Friday, 4 May 2018

Amberlough

(March 2018)

A spy and a love story in three acts, of which the middle one is excellent, the first is an excessively detailed infodump, and the third is a little too bleak for its own good. All this adds up to a good book that needs, but repays (but then reclaims), quite a bit of patience.

Amberlough City is the capital of the self-named region that surrounds it, one of the four semi-autonomous states of the federation of Gedda. It’s a playground for what, in our world at least, we might label Jazz Age hedonism, and we explore it through the eyes of Cordelia Lehane, a burlesque dancer, Aristide Makricosta, her part-time MC and a full-time smuggler, and Cyril DePaul, his lover and a spy. Over the course of the first act it’s revealed that the far-right Ospie party is rising to power in one of Amberlough’s sister-states, and Cyril is dispatched in order to subvert their planned theft of the election. It goes wrong in a way I’m still not entirely sure about. In fact I’m not entirely sure about a lot of things, exactly, but it all (eventually) clicks into place when you realize that the Ospies are the Nazis and Gedda is a simplified version of 1920s Europe. The middle section of the book takes us on a rollicking gallop through a city in the throes of occupation, and it closes in a frankly distressing manner as the noose tightens around our three leads and all that they love.

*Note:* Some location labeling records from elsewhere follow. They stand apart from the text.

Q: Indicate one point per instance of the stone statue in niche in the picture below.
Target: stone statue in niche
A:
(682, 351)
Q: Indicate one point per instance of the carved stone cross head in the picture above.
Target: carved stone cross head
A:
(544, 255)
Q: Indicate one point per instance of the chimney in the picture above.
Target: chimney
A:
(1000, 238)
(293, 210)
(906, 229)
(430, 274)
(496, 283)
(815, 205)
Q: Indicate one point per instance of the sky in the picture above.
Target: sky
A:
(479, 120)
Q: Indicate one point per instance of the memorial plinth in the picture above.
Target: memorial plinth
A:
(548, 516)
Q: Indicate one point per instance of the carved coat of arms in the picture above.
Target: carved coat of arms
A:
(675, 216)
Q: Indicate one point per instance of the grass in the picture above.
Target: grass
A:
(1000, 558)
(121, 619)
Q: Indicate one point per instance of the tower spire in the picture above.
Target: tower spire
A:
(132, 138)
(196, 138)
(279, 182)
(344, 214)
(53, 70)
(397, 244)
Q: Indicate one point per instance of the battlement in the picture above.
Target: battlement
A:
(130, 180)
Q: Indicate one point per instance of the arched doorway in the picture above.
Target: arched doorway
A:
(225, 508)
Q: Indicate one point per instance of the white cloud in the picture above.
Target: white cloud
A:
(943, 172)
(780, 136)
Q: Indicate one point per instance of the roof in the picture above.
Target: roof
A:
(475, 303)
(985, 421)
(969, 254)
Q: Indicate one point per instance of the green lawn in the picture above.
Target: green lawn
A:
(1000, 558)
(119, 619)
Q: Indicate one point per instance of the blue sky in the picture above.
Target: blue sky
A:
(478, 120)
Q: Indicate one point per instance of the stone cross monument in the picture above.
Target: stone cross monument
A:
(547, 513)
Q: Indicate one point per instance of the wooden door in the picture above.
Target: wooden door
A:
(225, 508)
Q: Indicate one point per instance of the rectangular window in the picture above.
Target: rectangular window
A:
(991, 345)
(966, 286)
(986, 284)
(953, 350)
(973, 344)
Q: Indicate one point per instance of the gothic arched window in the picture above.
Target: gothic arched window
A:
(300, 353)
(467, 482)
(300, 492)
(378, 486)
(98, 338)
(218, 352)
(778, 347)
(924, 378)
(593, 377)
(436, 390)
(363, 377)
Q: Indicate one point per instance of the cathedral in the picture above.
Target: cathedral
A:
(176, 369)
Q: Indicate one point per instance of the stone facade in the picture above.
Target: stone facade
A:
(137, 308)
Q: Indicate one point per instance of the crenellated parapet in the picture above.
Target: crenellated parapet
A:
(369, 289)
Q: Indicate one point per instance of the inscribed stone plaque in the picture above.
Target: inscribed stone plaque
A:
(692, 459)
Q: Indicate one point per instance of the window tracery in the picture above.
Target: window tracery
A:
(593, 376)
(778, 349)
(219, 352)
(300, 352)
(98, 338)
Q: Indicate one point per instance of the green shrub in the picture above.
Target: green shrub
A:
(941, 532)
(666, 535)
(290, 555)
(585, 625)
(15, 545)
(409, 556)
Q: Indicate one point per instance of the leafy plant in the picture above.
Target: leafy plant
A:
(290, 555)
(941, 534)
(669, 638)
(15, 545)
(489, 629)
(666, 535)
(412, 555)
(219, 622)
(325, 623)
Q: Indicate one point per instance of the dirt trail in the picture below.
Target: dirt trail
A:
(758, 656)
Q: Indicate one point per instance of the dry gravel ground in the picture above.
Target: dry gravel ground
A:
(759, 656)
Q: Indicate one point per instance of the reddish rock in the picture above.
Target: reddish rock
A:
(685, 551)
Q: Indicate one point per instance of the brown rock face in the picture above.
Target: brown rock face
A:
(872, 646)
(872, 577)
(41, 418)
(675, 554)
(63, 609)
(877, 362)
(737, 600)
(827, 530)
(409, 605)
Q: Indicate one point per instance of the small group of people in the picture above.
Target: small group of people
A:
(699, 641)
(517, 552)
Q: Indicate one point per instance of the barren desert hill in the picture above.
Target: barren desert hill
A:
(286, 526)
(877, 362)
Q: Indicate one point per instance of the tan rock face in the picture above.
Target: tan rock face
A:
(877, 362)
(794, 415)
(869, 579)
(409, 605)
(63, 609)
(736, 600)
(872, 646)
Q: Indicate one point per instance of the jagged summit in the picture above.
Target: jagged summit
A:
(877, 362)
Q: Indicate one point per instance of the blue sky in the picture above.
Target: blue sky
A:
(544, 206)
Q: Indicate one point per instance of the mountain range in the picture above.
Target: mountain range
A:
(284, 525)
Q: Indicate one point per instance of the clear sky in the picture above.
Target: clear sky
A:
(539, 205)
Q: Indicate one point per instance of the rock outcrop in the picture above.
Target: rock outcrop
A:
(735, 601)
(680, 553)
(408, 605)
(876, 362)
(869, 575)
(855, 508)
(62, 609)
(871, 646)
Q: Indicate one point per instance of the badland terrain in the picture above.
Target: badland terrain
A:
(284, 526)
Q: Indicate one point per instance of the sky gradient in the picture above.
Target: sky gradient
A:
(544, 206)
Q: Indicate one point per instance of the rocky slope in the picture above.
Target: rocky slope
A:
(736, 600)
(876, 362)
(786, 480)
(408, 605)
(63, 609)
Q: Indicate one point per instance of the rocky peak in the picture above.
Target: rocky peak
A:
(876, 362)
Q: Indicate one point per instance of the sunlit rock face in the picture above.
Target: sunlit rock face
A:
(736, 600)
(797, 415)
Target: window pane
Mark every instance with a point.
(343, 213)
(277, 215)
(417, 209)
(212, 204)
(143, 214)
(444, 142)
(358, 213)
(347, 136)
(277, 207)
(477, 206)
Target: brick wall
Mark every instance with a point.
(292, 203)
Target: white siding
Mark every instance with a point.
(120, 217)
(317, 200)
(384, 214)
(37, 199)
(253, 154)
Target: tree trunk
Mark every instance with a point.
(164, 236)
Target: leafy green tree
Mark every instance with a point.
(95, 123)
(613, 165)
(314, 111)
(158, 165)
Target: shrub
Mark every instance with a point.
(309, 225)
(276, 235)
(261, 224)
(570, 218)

All well and good. The biggest unanswered question, however, is why this book is a secondary world fantasy at all. Even the fantasy is pushing it, as there’s absolutely nothing here in terms of technology, (lack of) magic, or social development that would be out of place in the real world between the Wars. Is it just that the names have been changed to protect the guilty? I suppose there’s an argument that having actual Nazis as the bad guys would have been a little too on-the-nose, would have clashed too strongly with, and distracted too much from, the whole demimonde tone Donnelly reaches for (and by and large obtains). But even so, things got noticeably less confusing (and thus more enjoyable) for me when I realised I could just map events onto the ends of Weimar Germany and the Roaring Twenties, so why not just cut out the middle man? The sequel will probably be out by the time you read this (or very soon after), and despite it all I enjoyed the first installment to come back for more.